Machine learning speeds quantum simulation
Monday, June 15, 2020
“In the future, I don’t think this is going to be replaced with a quantum computer,” said Rajibul Islam, faculty member at IQC and the Department of Physics and Astronomy, as he pointed towards his desktop computer.
Instead, Islam sees classical computers like the one on his desk working together with quantum computers to solve problems currently impossible with classical computers alone. Thanks to new research, Islam thinks trained neural networks—classical machine learning systems that have ‘learned’ to solve a problem by analysing examples—could play an important role in this hybrid future.
Islam, in collaboration with Roger Melko, IQC affiliate and faculty member in the physics and astronomy department, has demonstrated that a trained neural network can quickly determine the right setup to run a given quantum simulation, a step toward classical-quantum hybrid computers that will tackle the hardest problems of physics and materials science.
Easy in, not so easy out
There is a broad set of problems that appear in almost every area of computation called inverse problems that are trivial to solve in one direction but extremely difficult to solve in the opposite direction. Experimentalists trying to simulate a quantum system on a trapped ion quantum simulator run into an inverse problem.
By setting the parameters of their simulator—like laser frequency and intensity—it is simple to solve an equation and determine what interaction is being reproduced in the simulator with those parameters. However, if researchers want to figure out how to set their lasers in order to simulate a specific quantum interaction, like the interaction of electrons in a quantum material, a classical computer must crunch numbers, sometimes for hours for a large system, for each desired interaction.
Once Islam and Melko realized that this problem is really an inverse problem, they had an idea. What if they could train a neural network to recognize a pattern between the experimental parameters and the trapped ion interactions? There was no way to know if it would work without trying.
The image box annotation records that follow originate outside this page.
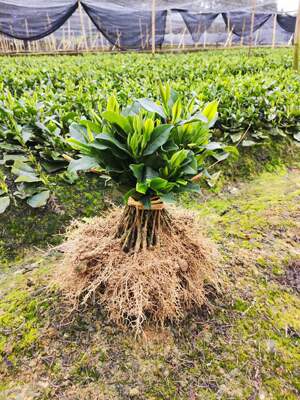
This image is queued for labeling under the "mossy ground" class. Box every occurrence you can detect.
[0,141,300,268]
[0,169,300,400]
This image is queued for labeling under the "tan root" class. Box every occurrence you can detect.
[59,206,218,331]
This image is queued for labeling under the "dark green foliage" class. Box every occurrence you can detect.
[0,49,300,212]
[67,84,237,206]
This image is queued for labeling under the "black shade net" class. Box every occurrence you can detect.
[222,11,272,36]
[173,9,219,43]
[277,14,296,33]
[82,2,167,49]
[0,0,296,50]
[0,1,78,40]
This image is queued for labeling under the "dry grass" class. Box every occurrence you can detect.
[57,208,219,332]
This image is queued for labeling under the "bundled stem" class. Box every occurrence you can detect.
[115,205,172,253]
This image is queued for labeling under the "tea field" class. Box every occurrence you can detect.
[0,49,300,259]
[0,49,300,400]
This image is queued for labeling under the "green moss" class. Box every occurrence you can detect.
[0,170,300,400]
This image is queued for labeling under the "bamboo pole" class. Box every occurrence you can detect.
[139,18,144,49]
[25,18,31,51]
[78,1,88,50]
[240,17,246,47]
[178,27,187,49]
[152,0,156,55]
[68,18,72,48]
[224,14,233,47]
[293,0,300,71]
[272,14,277,49]
[203,28,207,49]
[168,10,174,49]
[89,18,93,48]
[249,0,256,55]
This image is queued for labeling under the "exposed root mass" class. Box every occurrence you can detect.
[59,209,218,331]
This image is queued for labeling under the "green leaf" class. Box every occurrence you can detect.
[129,163,145,182]
[242,140,258,147]
[11,160,41,182]
[21,125,34,143]
[143,124,173,156]
[27,190,50,208]
[15,175,41,183]
[137,99,167,119]
[102,111,131,133]
[135,182,148,194]
[67,138,92,155]
[95,133,131,155]
[230,132,243,143]
[147,177,169,191]
[174,182,201,193]
[202,100,218,128]
[69,122,87,143]
[68,156,99,173]
[123,189,136,204]
[293,132,300,142]
[0,196,10,214]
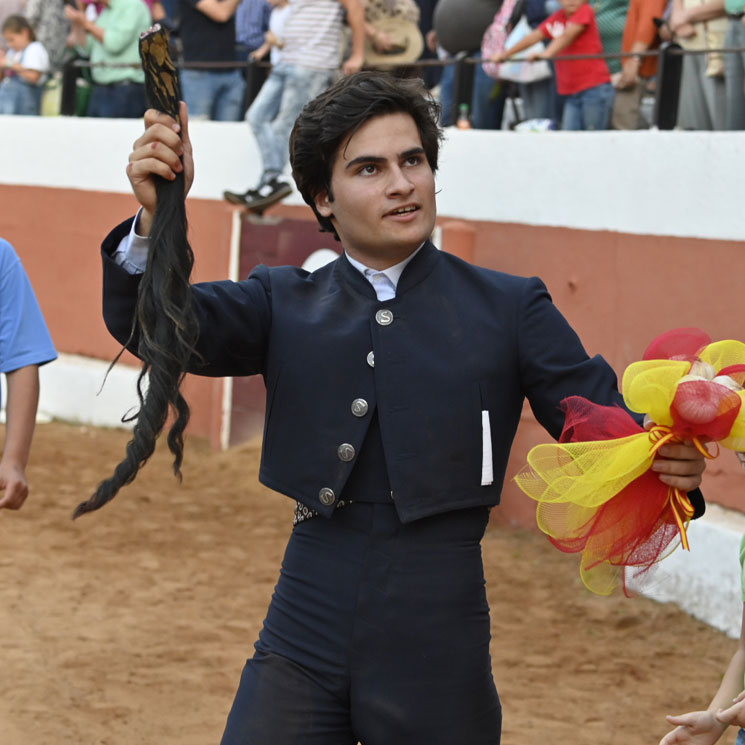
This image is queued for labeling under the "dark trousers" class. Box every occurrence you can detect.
[222,502,501,745]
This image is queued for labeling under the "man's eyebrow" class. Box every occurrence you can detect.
[344,147,424,170]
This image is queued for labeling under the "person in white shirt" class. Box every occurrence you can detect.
[0,15,49,116]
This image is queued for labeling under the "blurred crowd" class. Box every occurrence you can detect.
[0,0,745,129]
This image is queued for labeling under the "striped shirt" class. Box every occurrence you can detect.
[282,0,344,70]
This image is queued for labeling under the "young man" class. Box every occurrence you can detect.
[103,73,703,745]
[223,0,365,210]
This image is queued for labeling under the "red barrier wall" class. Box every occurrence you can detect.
[0,185,745,525]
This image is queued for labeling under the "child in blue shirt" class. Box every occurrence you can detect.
[0,238,57,510]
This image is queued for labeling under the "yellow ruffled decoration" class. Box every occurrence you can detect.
[515,330,745,595]
[515,432,653,508]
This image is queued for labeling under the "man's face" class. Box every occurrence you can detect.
[315,114,435,269]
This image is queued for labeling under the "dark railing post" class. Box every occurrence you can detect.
[60,58,78,116]
[654,43,683,129]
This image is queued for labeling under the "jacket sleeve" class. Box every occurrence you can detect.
[102,219,271,377]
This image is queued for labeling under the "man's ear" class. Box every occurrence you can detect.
[313,189,334,217]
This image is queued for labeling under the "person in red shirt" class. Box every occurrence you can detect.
[493,0,614,130]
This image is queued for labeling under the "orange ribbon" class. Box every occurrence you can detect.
[649,424,719,551]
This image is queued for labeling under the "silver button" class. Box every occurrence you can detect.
[336,442,354,463]
[318,486,336,507]
[375,308,393,326]
[352,398,369,416]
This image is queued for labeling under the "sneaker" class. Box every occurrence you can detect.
[222,189,259,207]
[245,178,292,210]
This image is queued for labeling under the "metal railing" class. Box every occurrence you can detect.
[62,42,745,129]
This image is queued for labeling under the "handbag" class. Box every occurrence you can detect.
[499,16,553,83]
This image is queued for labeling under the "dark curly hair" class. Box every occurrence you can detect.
[290,70,442,240]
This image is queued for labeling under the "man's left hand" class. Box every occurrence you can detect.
[652,442,706,492]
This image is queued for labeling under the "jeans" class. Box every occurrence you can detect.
[181,69,246,122]
[440,60,504,129]
[561,83,614,131]
[86,83,146,119]
[0,75,42,116]
[246,62,334,186]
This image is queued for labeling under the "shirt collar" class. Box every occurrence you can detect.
[344,243,424,287]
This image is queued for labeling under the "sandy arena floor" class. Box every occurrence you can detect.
[0,423,737,745]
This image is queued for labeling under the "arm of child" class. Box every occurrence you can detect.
[660,606,745,745]
[0,365,39,510]
[536,23,586,59]
[491,28,545,62]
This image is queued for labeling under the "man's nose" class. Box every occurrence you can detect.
[387,166,414,194]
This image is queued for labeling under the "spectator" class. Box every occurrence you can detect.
[660,516,745,745]
[179,0,246,122]
[589,0,629,75]
[363,0,423,70]
[611,0,667,129]
[429,0,505,129]
[670,0,727,130]
[26,0,70,71]
[223,0,365,210]
[65,0,151,118]
[0,16,49,116]
[144,0,166,23]
[494,0,613,130]
[235,0,272,110]
[0,238,57,510]
[518,0,561,123]
[160,0,178,18]
[251,0,291,65]
[670,0,745,130]
[0,0,24,51]
[416,0,442,88]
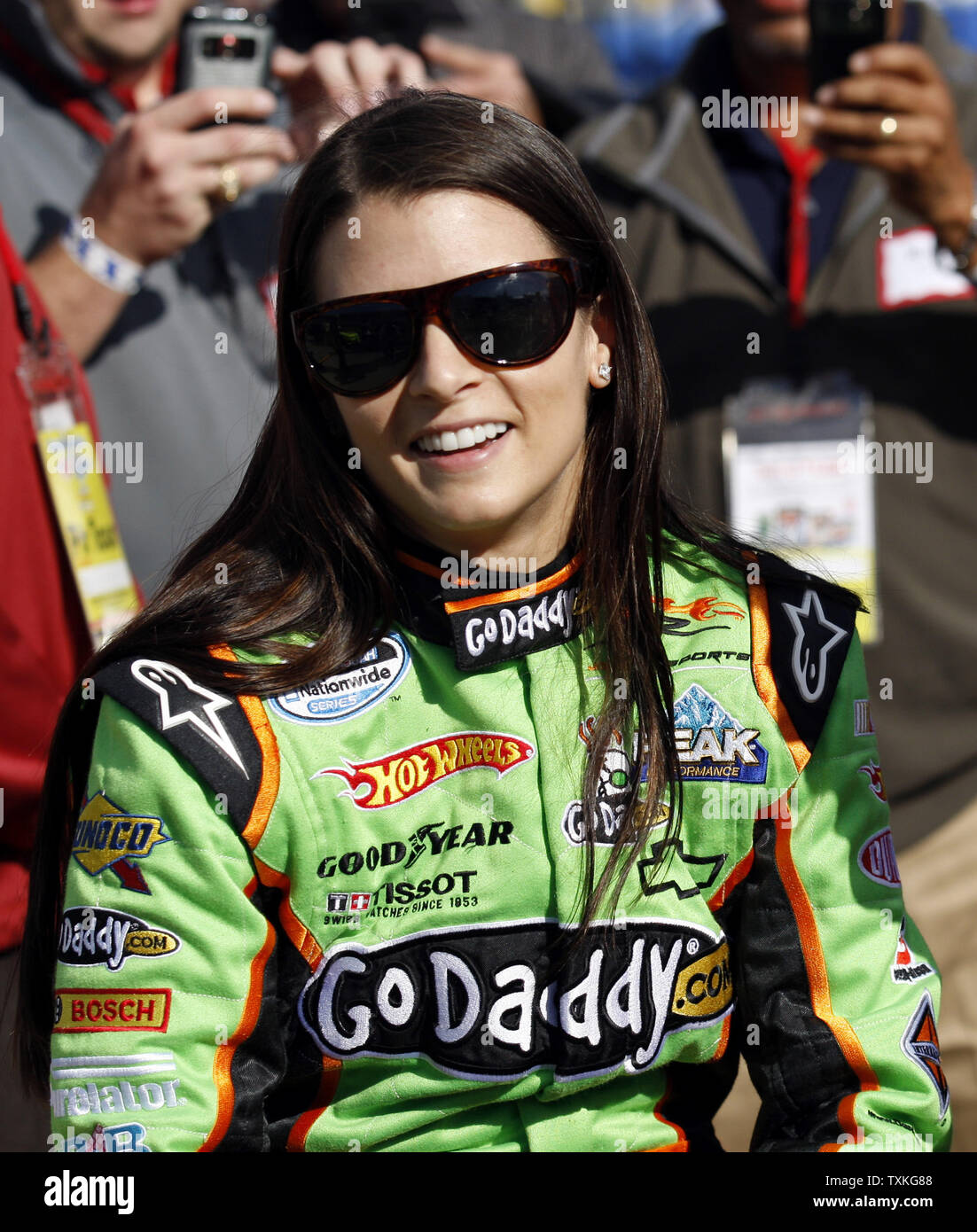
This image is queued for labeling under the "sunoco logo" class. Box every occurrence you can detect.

They put two Waterloo undergraduate students, Marina Drygala and Yi Hong Teoh, to work on the problem.
Testing an idea
Yi Hong and Marina found that the neural network, trained with thousands upon thousands of synthesized parameters and resulting interactions, converged on a pattern between them.
Though the training can take hours or days depending on the size of trapped ion system, once trained, a standard desktop computer can return the correct experimental parameters needed to simulate a specific quantum interaction in less than a millisecond. Moreover, since the problem the neural network is solving is an inverse problem, it is trivial to check that the results are accurate once the hard work is done.
“This inverse problem can be applied to so many different problems in quantum computing,” said Islam. “If you look at very complicated ion chips used by companies like Honeywell and IonQ, they have basically the same problem with voltages and the electrical potential applied to their ions.”
Islam is hopeful that more applications for this machine learning approach will surface, and that quantum computers augmented by machine learning will one day tackle the hardest problems in physics and materials science.
“I think the future of quantum computing will combine the strengths of classical computation like machine learning and the strengths of quantum to solve problems that are very hard for either alone. This result is a great step in that direction.”
Machine learning design of a trapped-ion quantum spin simulator was published in Quantum Science and Technology on January 21, 2020.